The uprising by the self-righteous fanatics of The New York Times got their opinion editor fired for the sin of publishing a conservative senator’s op-ed. The fanatics at The Philadelphia Inquirer got their editor fired for running the headline “Buildings Matter Too.” In case after case, the new fanaticism is imposing a thought police model reinforced by the Maoist tradition of public confession and group solidarity.
We were warned that this could happen. Having defeated Marxism in the Soviet Union, President Reagan was worried by the rise of anti-Americanism in our own country. He warned of the collapse of support for America in his farewell address on Jan. 11, 1989. It is lengthy, but I want to include it here, because it is important to recall now:
“There is a great tradition of warnings in Presidential farewells, and I’ve got one that’s been on my mind for some time. But oddly enough it starts with one of the things I’m proudest of in the past eight years: the resurgence of national pride that I called the new patriotism. This national feeling is good, but it won’t count for much, and it won’t last unless it’s grounded in thoughtfulness and knowledge.
“An informed patriotism is what we want. And are we doing a good enough job teaching our children what America is and what she represents in the long history of the world? Those of us who are over 35 or so years of age grew up in a different America. We were taught, very directly, what it means to be an American. And we absorbed, almost in the air, a love of country and an appreciation of its institutions.
If you didn’t get these things from your family you got them from the neighborhood, from the father down the street who fought in Korea or the family who lost someone at Anzio. Or you could get a sense of patriotism from school. And if all else failed you could get a sense of patriotism from the popular culture. The movies celebrated democratic values and implicitly reinforced the idea that America was special. TV was like that, too, through the mid-60s.
“But now, we’re about to enter the 90s, and some things have changed. Younger parents aren’t sure that an unambivalent appreciation of America is the right thing to teach modern children.
And as for those who create the popular culture, well-grounded patriotism is no longer the style. Our spirit is back, but we haven’t reinstitutionalized it. We’ve got to do a better job of getting across that America is freedom — freedom of speech, freedom of religion, freedom of enterprise. And freedom is special and rare. It’s fragile; it needs production [protection].
“So, we’ve got to teach history based not on what’s in fashion but what’s important — why the Pilgrims came here, who Jimmy Doolittle was, and what those 30 seconds over Tokyo meant. You know, four years ago on the 40th anniversary of D-day, I read a letter from a young woman writing to her late father, who’d fought on Omaha Beach. Her name was Lisa Zanatta Henn, and she said, `we will always remember, we will never forget what the boys of Normandy did.’ Well, let’s help her keep her word.
If we forget what we did, we won’t know who we are.
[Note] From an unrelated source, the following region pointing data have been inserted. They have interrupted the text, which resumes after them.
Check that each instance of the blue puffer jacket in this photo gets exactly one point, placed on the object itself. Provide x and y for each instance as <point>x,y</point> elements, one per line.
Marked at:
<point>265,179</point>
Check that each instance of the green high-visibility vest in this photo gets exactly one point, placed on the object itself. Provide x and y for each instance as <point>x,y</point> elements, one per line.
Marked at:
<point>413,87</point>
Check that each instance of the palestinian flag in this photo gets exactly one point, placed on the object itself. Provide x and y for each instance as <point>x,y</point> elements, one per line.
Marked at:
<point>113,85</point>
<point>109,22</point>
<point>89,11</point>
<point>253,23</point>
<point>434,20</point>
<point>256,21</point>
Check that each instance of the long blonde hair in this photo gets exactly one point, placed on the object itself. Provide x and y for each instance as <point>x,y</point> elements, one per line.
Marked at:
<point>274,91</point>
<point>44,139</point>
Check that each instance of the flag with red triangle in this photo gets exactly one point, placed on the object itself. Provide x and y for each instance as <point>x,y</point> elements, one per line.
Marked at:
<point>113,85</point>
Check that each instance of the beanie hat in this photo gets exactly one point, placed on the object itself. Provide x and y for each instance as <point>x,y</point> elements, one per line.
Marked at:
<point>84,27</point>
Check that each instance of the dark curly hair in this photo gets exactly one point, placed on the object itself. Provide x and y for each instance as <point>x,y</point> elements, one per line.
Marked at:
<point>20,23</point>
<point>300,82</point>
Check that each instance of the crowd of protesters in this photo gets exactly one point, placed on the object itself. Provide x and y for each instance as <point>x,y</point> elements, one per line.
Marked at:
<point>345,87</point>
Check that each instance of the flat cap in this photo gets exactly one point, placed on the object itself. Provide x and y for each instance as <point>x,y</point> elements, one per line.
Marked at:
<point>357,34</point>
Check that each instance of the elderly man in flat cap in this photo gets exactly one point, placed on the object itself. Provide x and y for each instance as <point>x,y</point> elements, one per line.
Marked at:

I’m warning of an eradication of the American memory that could result, ultimately, in an erosion of the American spirit. Let’s start with some basics: more attention to American history and a greater emphasis on civic ritual.”
It would have been a struggle to win this fight for America 31 years ago when President Reagan warned us of the consequence of teaching falsehoods and anti-American lies. Now it will be much, much harder.
If we want America to survive as a constitutional republic under the rule of law, which protects the right of free speech and is dedicated to the belief that each one of us is endowed by our Creator with certain inalienable rights, among which are life, liberty, and the pursuit of happiness, we have no choice but to fight to defeat the anti-Americans and reassert our nation.